Non è vero, visto che già la sera del 3 Chiappero chiamò al Viminale, e il dirigente juventino omette di nominare la ministra De Micheli. Anzi, a specifica domanda su «eventuali interlocuzioni con il ministero dell'Interno o altri ministeri, sia con referenti amministrativi che politici», nega: «Escludo di aver avuto contatti con il ministero dell'Interno o con altri ministeri.
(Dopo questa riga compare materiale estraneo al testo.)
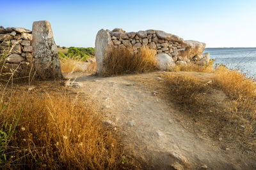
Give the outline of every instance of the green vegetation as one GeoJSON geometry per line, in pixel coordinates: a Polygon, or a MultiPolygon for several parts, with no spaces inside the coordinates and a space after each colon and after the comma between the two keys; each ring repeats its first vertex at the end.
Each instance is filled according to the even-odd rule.
{"type": "Polygon", "coordinates": [[[95,48],[88,47],[74,47],[71,46],[68,48],[65,46],[58,50],[60,59],[72,59],[77,60],[86,60],[88,57],[94,56],[95,53],[95,48]]]}

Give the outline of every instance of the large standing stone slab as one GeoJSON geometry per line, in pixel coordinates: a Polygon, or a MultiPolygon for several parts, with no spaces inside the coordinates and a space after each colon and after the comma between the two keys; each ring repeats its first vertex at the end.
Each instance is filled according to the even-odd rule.
{"type": "Polygon", "coordinates": [[[104,71],[103,60],[111,54],[113,44],[109,32],[103,29],[99,31],[95,40],[95,57],[97,73],[102,74],[104,71]]]}
{"type": "Polygon", "coordinates": [[[50,22],[46,20],[34,22],[32,34],[31,46],[37,75],[42,79],[62,78],[58,48],[50,22]]]}
{"type": "Polygon", "coordinates": [[[155,59],[157,60],[157,66],[160,70],[167,70],[175,65],[172,58],[166,53],[157,54],[155,59]]]}

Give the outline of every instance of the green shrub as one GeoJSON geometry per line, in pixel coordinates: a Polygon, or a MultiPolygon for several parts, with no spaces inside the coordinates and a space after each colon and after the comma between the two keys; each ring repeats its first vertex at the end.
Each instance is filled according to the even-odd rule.
{"type": "Polygon", "coordinates": [[[95,53],[94,48],[83,48],[71,46],[68,48],[67,57],[68,58],[86,60],[88,57],[93,56],[95,53]]]}

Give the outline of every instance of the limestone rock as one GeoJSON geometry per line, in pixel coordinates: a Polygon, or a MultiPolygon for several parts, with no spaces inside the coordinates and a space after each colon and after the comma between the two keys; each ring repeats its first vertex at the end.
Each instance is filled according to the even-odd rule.
{"type": "Polygon", "coordinates": [[[16,36],[16,32],[15,31],[13,31],[11,32],[11,34],[10,34],[11,36],[16,36]]]}
{"type": "Polygon", "coordinates": [[[154,34],[156,32],[156,31],[154,29],[148,29],[146,31],[147,34],[154,34]]]}
{"type": "Polygon", "coordinates": [[[157,60],[157,66],[161,70],[167,70],[175,66],[172,58],[165,53],[157,54],[155,59],[157,60]]]}
{"type": "Polygon", "coordinates": [[[6,31],[4,28],[0,28],[0,34],[5,34],[6,33],[6,31]]]}
{"type": "Polygon", "coordinates": [[[121,44],[121,41],[118,41],[118,39],[113,39],[113,43],[115,45],[120,45],[120,44],[121,44]]]}
{"type": "Polygon", "coordinates": [[[30,45],[30,41],[23,40],[21,42],[21,45],[23,46],[29,46],[30,45]]]}
{"type": "Polygon", "coordinates": [[[12,39],[12,36],[8,34],[0,34],[0,41],[9,41],[12,39]]]}
{"type": "Polygon", "coordinates": [[[151,42],[149,43],[148,47],[150,49],[156,50],[156,45],[154,42],[151,42]]]}
{"type": "Polygon", "coordinates": [[[10,28],[10,27],[7,27],[5,29],[5,31],[7,32],[12,32],[12,31],[13,31],[13,28],[10,28]]]}
{"type": "Polygon", "coordinates": [[[109,32],[103,29],[99,31],[95,39],[95,57],[98,74],[101,74],[104,71],[103,60],[111,54],[113,46],[109,32]]]}
{"type": "MultiPolygon", "coordinates": [[[[34,22],[35,23],[35,22],[34,22]]],[[[20,38],[24,40],[31,41],[33,39],[33,36],[31,34],[28,33],[22,33],[20,38]]]]}
{"type": "Polygon", "coordinates": [[[152,41],[155,42],[156,43],[157,43],[158,42],[158,38],[157,36],[155,36],[154,38],[152,38],[152,41]]]}
{"type": "Polygon", "coordinates": [[[124,31],[122,29],[120,28],[115,28],[113,30],[112,30],[112,32],[125,32],[125,31],[124,31]]]}
{"type": "Polygon", "coordinates": [[[8,62],[13,63],[20,63],[24,59],[19,54],[12,53],[6,59],[8,62]]]}
{"type": "Polygon", "coordinates": [[[168,47],[169,45],[168,43],[161,43],[161,46],[163,46],[163,47],[168,47]]]}
{"type": "Polygon", "coordinates": [[[148,39],[147,38],[143,38],[143,39],[142,39],[142,43],[143,43],[144,45],[148,45],[148,39]]]}
{"type": "Polygon", "coordinates": [[[129,38],[134,38],[135,37],[136,34],[136,32],[127,32],[127,35],[129,38]]]}
{"type": "Polygon", "coordinates": [[[58,48],[50,22],[45,20],[34,22],[32,31],[31,46],[35,58],[35,68],[37,75],[42,79],[62,78],[58,48]]]}
{"type": "Polygon", "coordinates": [[[187,66],[187,63],[184,60],[177,60],[177,61],[176,61],[175,63],[176,63],[177,65],[187,66]]]}
{"type": "Polygon", "coordinates": [[[162,48],[161,48],[161,50],[162,51],[165,52],[165,51],[168,51],[169,50],[169,48],[168,48],[167,47],[163,47],[162,48]]]}
{"type": "MultiPolygon", "coordinates": [[[[22,55],[24,53],[22,53],[22,55]]],[[[32,62],[33,61],[33,56],[32,55],[32,53],[29,53],[29,52],[26,52],[25,54],[25,57],[26,57],[26,60],[28,60],[29,62],[32,62]]]]}
{"type": "Polygon", "coordinates": [[[140,43],[137,43],[134,45],[134,47],[135,48],[140,48],[141,47],[142,45],[140,43]]]}
{"type": "Polygon", "coordinates": [[[202,59],[200,60],[196,60],[196,64],[200,66],[206,66],[209,64],[210,61],[210,53],[205,53],[200,55],[202,56],[202,59]]]}
{"type": "Polygon", "coordinates": [[[184,41],[185,50],[179,51],[179,55],[181,57],[187,57],[191,60],[194,56],[200,55],[204,52],[205,48],[205,43],[194,40],[184,41]]]}
{"type": "Polygon", "coordinates": [[[126,46],[126,47],[130,47],[132,46],[132,44],[131,43],[130,41],[129,40],[124,40],[123,41],[123,44],[126,46]]]}
{"type": "Polygon", "coordinates": [[[24,28],[17,27],[17,28],[12,28],[12,29],[15,31],[16,31],[16,32],[17,32],[19,33],[22,33],[22,32],[24,32],[24,33],[31,33],[32,32],[31,31],[26,29],[24,29],[24,28]]]}
{"type": "Polygon", "coordinates": [[[12,49],[12,53],[21,53],[21,46],[20,44],[15,45],[12,49]]]}
{"type": "Polygon", "coordinates": [[[23,48],[24,52],[33,52],[33,47],[31,46],[25,46],[23,48]]]}
{"type": "Polygon", "coordinates": [[[183,43],[184,41],[182,38],[180,38],[177,36],[165,32],[163,31],[156,30],[156,34],[159,38],[163,39],[164,40],[175,41],[182,43],[183,43]]]}
{"type": "Polygon", "coordinates": [[[3,46],[9,46],[9,45],[10,44],[10,43],[11,43],[10,41],[3,41],[1,45],[3,45],[3,46]]]}
{"type": "Polygon", "coordinates": [[[117,39],[128,39],[129,37],[127,33],[123,32],[114,32],[112,35],[116,37],[117,39]]]}
{"type": "Polygon", "coordinates": [[[137,35],[139,36],[139,38],[144,38],[147,36],[147,32],[145,31],[140,31],[137,32],[137,35]]]}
La mia partecipazione sulla vicenda si ferma ad aver dato mandato all'avvocato Chiappero, come già riferito». Per questa risposta Paratici è indagato per false dichiarazioni al pm, e l'inchiesta prosegue per individuare altri eventuali coinvolgimenti e scoprire il motivo per cui - ottenuto il certificato di conoscenza della lingua italiana grazie all'«esame farsa» organizzato dall'Università per stranieri di Perugia, contattata tramite il direttore sportivo Fabio Cherubini - la Juve mollò l'affare Suarez nonostante ci fossero ancora i tempi per ottenere la cittadinanza. Tanto più che, come ricordato dalla vice-prefetta Antonella Dinacci, «l'urgenza della pratica era stata evidenziata dai miei superiori»", conclude il Corsera.